Earlier today, Rachel Held posted 15 Reasons Why I left the Church. She got me to thinking about this, and why it is important for us to listen to people who leave the Church. But it is also important for us to understand why some come back to the Church. I serve as a pastor of a Lutheran congregation and president of a Lutheran Seminary. As I reflected on her post, I realized some similarities, despite the fact that I am a generation older than her (I have grandkids closer to her age than I am to her age). Please note: this is not an attack against Rachel, rather these are my own reflections on the same issues she raises, because they are important.
I came back to the Church when I was 27. I am nearly 63 years of age and have lived in many places (28 moves in 41 years of marriage). I have served as a lay leader, then as pastor of several congregations, and as mentor for other pastors in the past 20 years. Each time I have moved into a new congregation, the challenges, while specific to a context, share many of the same issues. The people are broken sinners, just like I am. They need hope, help, and encouragement of the Gospel like I do.
Let’s begin with fifteen reasons why I came back (parallel to Rachel’s):
- I came back to the church because Bible study and worship were both important.
- I came back to the church because we talked about sin, without pointing a finger at someone else, because this was about my sin.
- I came back to the church because my questions were seen as encouraging others to ask.
- I came back to the church because it finally didn’t feel like a cult or a country club.
- I came back to the church because I believe the earth is young. I was not told that I was stupid for accepting that view.
- I came back to the church because sometimes I doubt, and some in the Church allowed me to doubt, knowing that they had been there, too.

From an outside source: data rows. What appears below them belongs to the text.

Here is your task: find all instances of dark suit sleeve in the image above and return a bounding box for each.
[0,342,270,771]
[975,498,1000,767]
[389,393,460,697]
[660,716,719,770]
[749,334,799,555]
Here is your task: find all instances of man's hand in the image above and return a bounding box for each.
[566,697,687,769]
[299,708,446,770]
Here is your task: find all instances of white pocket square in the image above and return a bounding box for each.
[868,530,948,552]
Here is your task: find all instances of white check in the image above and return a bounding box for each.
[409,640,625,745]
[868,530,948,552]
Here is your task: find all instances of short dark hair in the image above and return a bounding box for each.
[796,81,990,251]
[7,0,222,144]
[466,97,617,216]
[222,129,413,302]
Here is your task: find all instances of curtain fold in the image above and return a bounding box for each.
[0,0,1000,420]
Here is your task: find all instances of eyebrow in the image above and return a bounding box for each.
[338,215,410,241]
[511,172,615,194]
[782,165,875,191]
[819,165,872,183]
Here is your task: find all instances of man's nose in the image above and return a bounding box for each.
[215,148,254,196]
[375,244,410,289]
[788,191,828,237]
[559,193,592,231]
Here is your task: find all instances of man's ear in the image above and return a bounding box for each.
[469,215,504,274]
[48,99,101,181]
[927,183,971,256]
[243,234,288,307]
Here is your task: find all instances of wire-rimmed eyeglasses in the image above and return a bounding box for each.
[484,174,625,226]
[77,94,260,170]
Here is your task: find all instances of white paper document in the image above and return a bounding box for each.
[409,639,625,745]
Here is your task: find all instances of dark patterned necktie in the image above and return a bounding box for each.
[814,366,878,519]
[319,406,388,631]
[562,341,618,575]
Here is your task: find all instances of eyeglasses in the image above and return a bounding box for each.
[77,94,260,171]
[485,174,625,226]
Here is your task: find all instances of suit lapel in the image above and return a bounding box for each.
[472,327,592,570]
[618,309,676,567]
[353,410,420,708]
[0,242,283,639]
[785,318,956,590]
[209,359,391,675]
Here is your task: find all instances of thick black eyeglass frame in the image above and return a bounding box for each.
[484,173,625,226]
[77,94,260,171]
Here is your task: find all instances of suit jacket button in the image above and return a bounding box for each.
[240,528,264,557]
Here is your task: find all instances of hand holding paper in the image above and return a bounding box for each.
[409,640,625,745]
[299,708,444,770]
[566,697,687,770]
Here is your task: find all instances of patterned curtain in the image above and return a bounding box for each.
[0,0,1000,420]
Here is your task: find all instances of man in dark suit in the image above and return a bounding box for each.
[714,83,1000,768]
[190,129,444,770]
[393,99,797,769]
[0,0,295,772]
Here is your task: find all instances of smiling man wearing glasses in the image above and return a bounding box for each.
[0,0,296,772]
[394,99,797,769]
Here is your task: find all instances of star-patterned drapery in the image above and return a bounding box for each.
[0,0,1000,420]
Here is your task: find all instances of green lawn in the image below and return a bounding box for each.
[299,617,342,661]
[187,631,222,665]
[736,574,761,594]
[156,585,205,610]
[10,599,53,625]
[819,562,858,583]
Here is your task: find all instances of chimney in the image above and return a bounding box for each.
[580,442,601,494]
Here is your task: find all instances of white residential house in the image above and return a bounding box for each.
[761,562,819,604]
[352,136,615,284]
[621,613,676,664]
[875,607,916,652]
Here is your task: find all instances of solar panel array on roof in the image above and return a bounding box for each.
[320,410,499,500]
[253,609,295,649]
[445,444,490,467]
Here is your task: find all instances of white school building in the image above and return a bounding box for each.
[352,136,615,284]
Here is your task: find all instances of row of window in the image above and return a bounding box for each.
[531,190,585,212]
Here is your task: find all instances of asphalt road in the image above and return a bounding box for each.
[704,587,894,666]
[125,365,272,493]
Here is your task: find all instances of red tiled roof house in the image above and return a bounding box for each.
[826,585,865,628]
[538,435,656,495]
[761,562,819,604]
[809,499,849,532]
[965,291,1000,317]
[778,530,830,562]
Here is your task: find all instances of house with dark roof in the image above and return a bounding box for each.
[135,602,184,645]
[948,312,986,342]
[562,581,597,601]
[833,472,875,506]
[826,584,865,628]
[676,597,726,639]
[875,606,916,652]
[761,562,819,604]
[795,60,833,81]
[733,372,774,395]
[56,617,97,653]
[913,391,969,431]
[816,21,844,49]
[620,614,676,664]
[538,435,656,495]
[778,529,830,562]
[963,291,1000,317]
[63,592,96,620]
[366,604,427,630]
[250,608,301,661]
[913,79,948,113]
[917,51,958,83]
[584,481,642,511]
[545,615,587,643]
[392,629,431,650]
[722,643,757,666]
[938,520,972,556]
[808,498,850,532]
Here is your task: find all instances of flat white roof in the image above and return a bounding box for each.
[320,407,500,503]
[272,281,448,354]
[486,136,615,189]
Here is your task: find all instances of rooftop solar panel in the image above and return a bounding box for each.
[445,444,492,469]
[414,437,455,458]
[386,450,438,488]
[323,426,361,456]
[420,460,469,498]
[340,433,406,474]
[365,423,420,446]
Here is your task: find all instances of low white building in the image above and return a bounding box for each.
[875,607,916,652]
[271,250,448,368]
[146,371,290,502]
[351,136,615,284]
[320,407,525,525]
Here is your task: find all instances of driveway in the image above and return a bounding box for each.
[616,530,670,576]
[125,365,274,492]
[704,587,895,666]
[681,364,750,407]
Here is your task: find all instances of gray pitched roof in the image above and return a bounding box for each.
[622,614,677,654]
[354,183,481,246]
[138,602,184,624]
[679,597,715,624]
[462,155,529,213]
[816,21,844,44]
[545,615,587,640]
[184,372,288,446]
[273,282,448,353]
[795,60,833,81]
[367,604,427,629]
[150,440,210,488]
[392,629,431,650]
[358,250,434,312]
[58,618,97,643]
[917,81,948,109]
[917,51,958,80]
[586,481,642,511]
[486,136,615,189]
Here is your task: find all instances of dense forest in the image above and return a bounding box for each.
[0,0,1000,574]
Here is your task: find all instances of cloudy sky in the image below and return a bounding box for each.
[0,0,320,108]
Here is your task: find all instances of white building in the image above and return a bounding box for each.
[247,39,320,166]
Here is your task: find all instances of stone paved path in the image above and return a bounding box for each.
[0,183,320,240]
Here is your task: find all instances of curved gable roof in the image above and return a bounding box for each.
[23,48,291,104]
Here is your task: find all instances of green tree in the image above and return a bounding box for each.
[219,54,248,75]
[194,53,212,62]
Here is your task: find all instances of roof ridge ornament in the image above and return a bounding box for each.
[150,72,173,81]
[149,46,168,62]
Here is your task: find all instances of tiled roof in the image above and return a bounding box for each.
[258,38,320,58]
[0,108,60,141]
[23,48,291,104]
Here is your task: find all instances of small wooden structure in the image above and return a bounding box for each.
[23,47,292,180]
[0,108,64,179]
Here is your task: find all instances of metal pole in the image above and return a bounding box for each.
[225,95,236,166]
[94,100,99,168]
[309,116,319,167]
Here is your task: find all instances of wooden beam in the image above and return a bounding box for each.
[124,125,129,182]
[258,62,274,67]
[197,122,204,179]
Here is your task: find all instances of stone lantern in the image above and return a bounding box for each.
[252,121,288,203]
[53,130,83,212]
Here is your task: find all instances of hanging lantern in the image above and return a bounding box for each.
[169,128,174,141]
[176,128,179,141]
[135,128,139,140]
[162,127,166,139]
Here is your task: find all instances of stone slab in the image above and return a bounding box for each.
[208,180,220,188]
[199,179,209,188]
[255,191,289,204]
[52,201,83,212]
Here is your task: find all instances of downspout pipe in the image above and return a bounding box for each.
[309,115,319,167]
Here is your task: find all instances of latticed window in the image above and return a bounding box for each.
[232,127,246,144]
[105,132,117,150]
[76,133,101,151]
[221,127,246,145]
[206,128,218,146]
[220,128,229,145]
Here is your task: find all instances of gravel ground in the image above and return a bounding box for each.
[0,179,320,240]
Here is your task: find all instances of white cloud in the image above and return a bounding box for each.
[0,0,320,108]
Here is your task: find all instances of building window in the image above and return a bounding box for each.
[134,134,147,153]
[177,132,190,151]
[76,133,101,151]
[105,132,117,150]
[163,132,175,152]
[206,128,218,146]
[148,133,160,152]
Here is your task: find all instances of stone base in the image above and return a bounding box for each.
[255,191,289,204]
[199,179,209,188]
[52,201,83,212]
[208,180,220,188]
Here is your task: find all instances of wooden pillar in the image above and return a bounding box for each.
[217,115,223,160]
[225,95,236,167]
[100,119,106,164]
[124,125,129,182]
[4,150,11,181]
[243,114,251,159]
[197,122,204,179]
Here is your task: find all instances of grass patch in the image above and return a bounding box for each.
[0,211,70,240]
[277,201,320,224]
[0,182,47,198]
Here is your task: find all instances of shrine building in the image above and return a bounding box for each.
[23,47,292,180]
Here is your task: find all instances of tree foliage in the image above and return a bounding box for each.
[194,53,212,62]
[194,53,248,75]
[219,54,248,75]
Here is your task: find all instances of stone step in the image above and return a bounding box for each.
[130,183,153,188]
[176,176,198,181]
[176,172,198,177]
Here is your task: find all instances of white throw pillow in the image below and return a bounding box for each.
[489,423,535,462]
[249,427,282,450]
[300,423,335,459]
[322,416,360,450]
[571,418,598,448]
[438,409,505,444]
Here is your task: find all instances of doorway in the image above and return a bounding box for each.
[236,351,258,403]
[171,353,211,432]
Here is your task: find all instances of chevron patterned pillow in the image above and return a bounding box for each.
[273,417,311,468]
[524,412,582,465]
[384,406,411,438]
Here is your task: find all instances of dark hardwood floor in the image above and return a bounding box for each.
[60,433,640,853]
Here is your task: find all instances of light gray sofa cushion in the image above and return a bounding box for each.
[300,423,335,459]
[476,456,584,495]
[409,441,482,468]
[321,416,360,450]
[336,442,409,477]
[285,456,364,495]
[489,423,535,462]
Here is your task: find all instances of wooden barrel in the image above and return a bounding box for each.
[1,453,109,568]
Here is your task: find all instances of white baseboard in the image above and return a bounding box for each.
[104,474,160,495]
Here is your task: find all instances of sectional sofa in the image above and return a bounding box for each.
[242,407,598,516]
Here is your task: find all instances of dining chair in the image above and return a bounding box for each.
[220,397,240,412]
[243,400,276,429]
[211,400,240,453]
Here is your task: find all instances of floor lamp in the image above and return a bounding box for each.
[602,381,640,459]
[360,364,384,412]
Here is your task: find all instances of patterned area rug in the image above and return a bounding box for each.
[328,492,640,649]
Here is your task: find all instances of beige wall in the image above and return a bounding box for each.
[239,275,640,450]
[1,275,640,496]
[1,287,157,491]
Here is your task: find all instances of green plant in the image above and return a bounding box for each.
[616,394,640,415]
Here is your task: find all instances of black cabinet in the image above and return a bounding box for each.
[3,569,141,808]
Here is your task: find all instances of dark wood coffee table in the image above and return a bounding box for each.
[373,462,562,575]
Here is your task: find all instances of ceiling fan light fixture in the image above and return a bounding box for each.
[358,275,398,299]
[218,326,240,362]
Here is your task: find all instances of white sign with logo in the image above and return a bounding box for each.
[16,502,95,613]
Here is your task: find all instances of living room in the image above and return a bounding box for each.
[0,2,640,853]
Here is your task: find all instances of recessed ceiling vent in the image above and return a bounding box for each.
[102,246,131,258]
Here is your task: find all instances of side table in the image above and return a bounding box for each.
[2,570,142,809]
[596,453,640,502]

- I came back to the church because I couldn’t be someone’s “project.” I am the focus of God’s heart and desire, not someone’s notch on the spiritual belt.
- I came back to the Church because it didn’t matter whether one was Democrat, Republican, Independent. And I didn’t need to feel guilty about helping the poor even if I wasn’t Democrat.
- I came back to the church because I was troubled by stories of violence and misogyny and genocide found in the Bible, and no one told me not to worry about it because “God’s ways are higher than our ways.”
- I came back to the church because I discovered something better than pat answers.
- I came back to the church because I knew I would not see a woman behind the pulpit; but I also saw that God equipped men and women for service in God’s kingdom, which is most important.
- I came back to the church because I wanted to help people in my community because I was Christian.
- I came back to the church because I had learned what the Bible offered is true compassion for the hurting, for injustice, etc. And I learned that those in the limelight (regardless of background) often don’t know poverty and injustice except by a one week journey in some videoed publicity tour. I learned from those who lived in the trenches of poverty and injustice and who brought more than temporary help. The Church I work with wants to end abuse of all forms, not just the current fad abuse.
- I came back to the church because there are days when I’m not sure I believe in God, and someone told me that “dark nights of the soul” can be part of the faith experience.
- I came back to the church because the church doesn’t put signs out in the church lawn and never demanded a vote in either direction.
Rachel, while we may disagree on many of these points, I appreciate your openness in sharing where you are. I hope that you can understand where I am coming from. My passion comes from Paul’s letters:
[that I] may be found in Him, not having a righteousness of my own derived from the Law, but that which is through faith in Christ, the righteousness which comes from God on the basis of faith (Philippians 3:9).
For I determined to know nothing among you except Jesus Christ, and Him crucified (1 Corinthians 2:2)
To the weak I became weak, that I might win the weak; I have become all things to all people, so that I may by all means save some. (1 Corinthians 9:22)
I am glad the Church is on that path, however incompletely, indirectly that occurs. In our Lutheran Confessions we have this statement by Martin Luther:
For, thank God, a child seven years old knows what the Church is, namely, the holy believers and lambs who hear the voice of their Shepherd. (The Smalcald Articles, III.12)
The Church, because it is inhabited by sinners, can be lonely, demeaning, abusive, uncaring, etc. But Church includes broken sinners being made whole, forgiven sinners who learn to forgive, poor sinners who are rich in Christ, lonely sinners who have found a place of security and comfort, inadequate sinners who desire to receive all that God gives, here in time and there in eternity. And I find that today as 36 years ago many young people are looking for that kind of Church.
I’m glad I came back to the Church 36 years ago.